Harvesting, Integrating, and Cleaning Metadata in a bibliographic Information System

Ralf Schenkel

Bibliographic information systems need to rely on metadata provided by various sources in various forms and with various quality. The talk gives some insights how such systems are maintained and improved. It shows how metadata can be automatically harvested from publisher websites and how the harvesting process can be steered. It also discusses some open sources of bibliographic metadata and how they can be used to enrich existing bibliographic data. The talk also presents some initial results on citation extraction from full-text documents based on ScienceParse.

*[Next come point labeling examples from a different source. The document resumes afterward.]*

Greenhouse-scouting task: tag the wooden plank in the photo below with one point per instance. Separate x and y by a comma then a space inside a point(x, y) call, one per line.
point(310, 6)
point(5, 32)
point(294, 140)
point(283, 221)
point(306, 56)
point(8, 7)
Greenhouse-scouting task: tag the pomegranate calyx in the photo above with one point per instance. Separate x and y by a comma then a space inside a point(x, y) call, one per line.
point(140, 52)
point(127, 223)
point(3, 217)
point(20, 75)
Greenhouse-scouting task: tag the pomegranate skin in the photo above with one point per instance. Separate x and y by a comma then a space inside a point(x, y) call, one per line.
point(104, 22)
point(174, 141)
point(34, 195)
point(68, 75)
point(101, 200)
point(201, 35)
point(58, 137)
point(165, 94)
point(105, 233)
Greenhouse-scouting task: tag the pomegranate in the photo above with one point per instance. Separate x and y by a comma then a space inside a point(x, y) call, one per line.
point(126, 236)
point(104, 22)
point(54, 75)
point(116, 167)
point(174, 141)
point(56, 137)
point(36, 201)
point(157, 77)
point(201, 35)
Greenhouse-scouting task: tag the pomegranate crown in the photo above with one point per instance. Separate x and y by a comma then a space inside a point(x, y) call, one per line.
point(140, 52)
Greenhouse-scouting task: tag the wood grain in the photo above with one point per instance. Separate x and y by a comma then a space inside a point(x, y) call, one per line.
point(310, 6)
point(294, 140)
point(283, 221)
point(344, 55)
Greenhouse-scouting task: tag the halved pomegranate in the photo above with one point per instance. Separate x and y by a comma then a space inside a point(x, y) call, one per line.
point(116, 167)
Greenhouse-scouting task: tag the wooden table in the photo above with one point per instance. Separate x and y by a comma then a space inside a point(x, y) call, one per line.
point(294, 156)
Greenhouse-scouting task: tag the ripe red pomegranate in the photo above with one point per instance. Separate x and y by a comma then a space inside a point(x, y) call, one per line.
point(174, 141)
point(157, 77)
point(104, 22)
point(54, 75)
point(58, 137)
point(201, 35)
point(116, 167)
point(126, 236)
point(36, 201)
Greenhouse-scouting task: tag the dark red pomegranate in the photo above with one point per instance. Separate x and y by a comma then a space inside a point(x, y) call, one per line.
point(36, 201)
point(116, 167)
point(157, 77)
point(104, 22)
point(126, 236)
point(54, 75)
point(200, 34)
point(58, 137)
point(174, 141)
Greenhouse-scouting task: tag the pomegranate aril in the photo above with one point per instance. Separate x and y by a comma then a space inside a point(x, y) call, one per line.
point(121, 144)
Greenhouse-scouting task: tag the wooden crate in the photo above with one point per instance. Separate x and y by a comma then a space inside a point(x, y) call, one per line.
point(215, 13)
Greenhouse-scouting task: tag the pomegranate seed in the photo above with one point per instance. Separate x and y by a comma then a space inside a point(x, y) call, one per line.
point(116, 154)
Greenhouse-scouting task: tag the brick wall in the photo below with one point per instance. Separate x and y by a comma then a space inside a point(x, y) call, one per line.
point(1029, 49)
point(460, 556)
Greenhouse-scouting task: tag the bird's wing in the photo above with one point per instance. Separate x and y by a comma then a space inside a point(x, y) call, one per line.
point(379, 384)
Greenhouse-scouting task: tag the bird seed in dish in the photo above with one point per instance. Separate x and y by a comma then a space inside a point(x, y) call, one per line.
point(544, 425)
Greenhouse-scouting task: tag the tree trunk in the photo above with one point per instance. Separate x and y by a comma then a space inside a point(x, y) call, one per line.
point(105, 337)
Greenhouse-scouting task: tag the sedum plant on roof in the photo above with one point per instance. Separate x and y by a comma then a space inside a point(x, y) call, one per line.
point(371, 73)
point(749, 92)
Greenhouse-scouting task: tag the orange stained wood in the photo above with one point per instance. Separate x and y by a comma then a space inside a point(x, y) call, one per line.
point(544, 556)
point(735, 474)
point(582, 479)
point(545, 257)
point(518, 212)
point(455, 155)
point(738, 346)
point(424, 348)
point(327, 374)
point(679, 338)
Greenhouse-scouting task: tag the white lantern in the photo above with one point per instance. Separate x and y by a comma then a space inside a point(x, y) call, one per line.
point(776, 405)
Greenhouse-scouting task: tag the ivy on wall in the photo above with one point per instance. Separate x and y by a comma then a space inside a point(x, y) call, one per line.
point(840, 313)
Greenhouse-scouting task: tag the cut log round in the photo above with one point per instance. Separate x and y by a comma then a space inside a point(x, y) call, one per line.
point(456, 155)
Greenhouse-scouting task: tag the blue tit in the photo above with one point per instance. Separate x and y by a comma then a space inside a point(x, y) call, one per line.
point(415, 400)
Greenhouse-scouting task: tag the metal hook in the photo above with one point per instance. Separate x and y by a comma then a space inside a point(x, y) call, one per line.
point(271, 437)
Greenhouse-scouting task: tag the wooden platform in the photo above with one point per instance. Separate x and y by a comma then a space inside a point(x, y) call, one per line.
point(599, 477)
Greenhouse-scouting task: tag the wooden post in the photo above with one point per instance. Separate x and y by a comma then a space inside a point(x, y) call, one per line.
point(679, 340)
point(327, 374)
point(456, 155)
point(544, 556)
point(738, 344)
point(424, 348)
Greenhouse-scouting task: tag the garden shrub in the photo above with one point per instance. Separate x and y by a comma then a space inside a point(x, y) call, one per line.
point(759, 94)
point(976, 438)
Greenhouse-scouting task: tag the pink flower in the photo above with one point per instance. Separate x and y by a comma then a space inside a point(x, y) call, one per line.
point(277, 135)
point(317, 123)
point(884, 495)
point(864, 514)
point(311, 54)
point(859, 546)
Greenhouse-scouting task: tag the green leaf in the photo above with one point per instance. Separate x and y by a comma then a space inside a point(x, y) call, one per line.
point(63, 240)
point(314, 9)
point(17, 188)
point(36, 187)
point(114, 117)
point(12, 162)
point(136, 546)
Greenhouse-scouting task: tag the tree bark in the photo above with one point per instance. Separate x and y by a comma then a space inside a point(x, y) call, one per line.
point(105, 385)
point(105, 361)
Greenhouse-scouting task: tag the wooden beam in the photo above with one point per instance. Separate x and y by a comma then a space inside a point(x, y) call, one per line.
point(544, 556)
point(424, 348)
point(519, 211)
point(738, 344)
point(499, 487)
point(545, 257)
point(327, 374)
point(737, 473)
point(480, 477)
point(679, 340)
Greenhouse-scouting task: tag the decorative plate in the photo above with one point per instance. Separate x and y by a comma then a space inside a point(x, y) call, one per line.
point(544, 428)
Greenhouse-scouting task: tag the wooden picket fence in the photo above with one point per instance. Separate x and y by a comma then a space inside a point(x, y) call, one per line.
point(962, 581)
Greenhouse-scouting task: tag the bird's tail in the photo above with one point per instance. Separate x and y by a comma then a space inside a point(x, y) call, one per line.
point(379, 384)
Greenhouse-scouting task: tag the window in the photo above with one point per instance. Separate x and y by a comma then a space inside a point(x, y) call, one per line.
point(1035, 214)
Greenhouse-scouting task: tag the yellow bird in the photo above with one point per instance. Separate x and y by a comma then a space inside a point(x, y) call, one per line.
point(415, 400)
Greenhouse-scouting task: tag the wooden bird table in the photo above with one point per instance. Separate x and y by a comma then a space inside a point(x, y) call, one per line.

CV: Ralf Schenkel has been full professor for Databases and Information Systems at Trier University since August 2016. Before that, he was interim professor at the University of Passau since 2013. He got his PhD in 2001 at Saarland University for a thesis on distributed transaction management. From 2003, he worked at the Max-Planck-Institute for Informatics in Saarbrücken and was a research group leader in the cluster of excellence MMCI from 2007 to 2012. In 2010, Ralf Schenkel was granted the venia legendi in Computer Science at Saarland University.
Ralf Schenkel works at the intersection of databases, information retrieval and semantic information systems. His research interests include search on semantic and semi-structured data and bibliographic information systems. He has been co-chair of the special interest group on Information Retrieval of the German Computer Society (GI), co-chaired the INEX initiative and several international workshops, and edited several books. Ralf Schenkel has been editor-in-chief of the "Datenbank-Spektrum" since 2010, member of the editorial board of "Information Systems", and served on the PC of numerous international conferences such as SIGIR and VLDB.

25.01.2018 - 10:15
B 016